# Printing of Fiber for the first time in a long long time.



## LongRoom (Aug 19, 2014)

My main question is I am now working out of a small darkroom in my house and is fixer 2 really important?


----------



## ann (Aug 20, 2014)

_it can be helpful, however, you can also count the number of prints that go through the fixer (based on paper size) and then switch out.  Check the ratio directions for which fixer your using._


----------



## LongRoom (Aug 20, 2014)

Ok thank you! So as long as I keep my fixer strong there is no need for fixer 2?


----------



## terri (Aug 20, 2014)

That is personal preference.   A lot of people use 2 fixers.   But like Ann said, check the manufacturer guidelines that will come with the product you purchase, and based on the # of prints you put through it (depending on paper size) let that be your guide.    There is also hypo check, the drop into the fixer to see if there is a cloudy reaction - BUT from what I've read, this can sometimes be an indicator that the fixer was exhausted before giving the reaction, so it's not the best way to make a decision. 

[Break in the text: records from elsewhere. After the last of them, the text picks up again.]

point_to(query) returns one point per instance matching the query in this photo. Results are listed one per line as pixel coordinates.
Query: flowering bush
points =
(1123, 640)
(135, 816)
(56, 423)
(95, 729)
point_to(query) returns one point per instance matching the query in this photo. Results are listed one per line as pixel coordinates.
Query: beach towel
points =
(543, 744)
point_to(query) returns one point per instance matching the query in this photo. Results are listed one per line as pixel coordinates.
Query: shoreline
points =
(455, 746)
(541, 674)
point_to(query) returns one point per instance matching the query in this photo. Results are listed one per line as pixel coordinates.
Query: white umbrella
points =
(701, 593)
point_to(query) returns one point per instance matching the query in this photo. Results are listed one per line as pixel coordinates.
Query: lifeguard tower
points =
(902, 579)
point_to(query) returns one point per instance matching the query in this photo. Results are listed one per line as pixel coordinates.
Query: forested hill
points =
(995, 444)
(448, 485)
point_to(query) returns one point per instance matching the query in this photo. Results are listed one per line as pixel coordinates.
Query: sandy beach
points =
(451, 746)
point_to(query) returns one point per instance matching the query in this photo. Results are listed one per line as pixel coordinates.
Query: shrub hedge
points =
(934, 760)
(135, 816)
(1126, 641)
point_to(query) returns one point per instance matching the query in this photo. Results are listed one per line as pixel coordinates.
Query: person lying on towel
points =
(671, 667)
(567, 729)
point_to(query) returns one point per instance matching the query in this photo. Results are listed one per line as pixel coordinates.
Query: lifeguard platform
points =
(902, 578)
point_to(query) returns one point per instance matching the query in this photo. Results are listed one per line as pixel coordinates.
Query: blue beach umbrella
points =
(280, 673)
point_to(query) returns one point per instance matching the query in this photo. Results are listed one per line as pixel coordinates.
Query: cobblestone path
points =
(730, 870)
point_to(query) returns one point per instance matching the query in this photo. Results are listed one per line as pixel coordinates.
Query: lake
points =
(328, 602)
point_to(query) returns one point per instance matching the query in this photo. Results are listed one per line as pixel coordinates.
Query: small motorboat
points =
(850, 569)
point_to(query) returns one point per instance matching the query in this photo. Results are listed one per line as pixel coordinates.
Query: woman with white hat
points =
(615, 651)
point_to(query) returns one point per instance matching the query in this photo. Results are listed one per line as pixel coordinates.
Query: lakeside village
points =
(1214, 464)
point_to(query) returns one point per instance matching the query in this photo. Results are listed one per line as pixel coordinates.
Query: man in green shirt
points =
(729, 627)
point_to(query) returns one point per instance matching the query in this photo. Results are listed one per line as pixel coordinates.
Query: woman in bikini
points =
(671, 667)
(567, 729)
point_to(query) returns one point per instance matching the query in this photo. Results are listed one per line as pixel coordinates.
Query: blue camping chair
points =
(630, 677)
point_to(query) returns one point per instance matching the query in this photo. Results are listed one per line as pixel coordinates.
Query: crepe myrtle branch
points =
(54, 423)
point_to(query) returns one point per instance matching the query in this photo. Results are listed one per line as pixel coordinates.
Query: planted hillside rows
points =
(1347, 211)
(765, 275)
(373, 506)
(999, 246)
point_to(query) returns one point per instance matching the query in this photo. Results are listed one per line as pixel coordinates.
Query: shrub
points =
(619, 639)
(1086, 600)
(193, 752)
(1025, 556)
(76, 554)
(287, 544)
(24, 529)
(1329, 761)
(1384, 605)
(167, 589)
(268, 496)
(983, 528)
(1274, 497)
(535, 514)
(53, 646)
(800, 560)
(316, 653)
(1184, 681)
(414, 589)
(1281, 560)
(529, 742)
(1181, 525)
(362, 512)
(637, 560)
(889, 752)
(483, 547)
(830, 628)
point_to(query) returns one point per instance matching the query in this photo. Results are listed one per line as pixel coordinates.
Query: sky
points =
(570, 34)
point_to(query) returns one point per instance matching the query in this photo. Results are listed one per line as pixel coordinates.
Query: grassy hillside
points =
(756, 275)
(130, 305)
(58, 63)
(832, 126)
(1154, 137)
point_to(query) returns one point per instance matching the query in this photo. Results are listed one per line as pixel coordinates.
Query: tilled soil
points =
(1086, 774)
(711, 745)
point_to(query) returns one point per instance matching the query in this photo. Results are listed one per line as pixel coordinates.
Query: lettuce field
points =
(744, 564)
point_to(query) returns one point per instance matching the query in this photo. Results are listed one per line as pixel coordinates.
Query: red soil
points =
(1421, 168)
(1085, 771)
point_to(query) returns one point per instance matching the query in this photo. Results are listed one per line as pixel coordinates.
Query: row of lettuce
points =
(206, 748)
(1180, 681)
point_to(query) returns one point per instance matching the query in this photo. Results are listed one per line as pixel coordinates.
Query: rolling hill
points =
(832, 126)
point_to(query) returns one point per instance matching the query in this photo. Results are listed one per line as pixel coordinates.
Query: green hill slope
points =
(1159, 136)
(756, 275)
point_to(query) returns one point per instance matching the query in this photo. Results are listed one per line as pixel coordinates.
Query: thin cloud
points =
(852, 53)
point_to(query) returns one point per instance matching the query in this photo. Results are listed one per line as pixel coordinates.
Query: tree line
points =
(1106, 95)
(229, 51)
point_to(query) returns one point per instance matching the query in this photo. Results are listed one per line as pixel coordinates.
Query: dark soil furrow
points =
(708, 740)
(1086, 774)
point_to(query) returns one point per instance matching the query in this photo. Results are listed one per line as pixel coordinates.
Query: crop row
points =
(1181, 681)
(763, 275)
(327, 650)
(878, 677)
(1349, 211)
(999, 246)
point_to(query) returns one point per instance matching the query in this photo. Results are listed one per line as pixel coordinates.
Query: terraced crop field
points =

Paying attention to the number of prints you've put through it, and going by manufacturer guidelines is your best bet.


----------



## timor (Aug 21, 2014)

LongRoom said:


> Ok thank you! So as long as I keep my fixer strong there is no need for fixer 2?


Don't overdo. Too strong fixer may actually impede good wash. Especially with later prints. Use rather normal dilution and change more often, before it becomes tired.


----------



## mkoller (Jan 23, 2015)

If you are fixing for archival permanence it is recommended. Not required.  you will get more milage out of a 2 bath regimen.  Make sure you monitor the silver levels in the fixer if you need "archival processing." the easiest way is the dip strips that tell you the silver content and the ph.


----------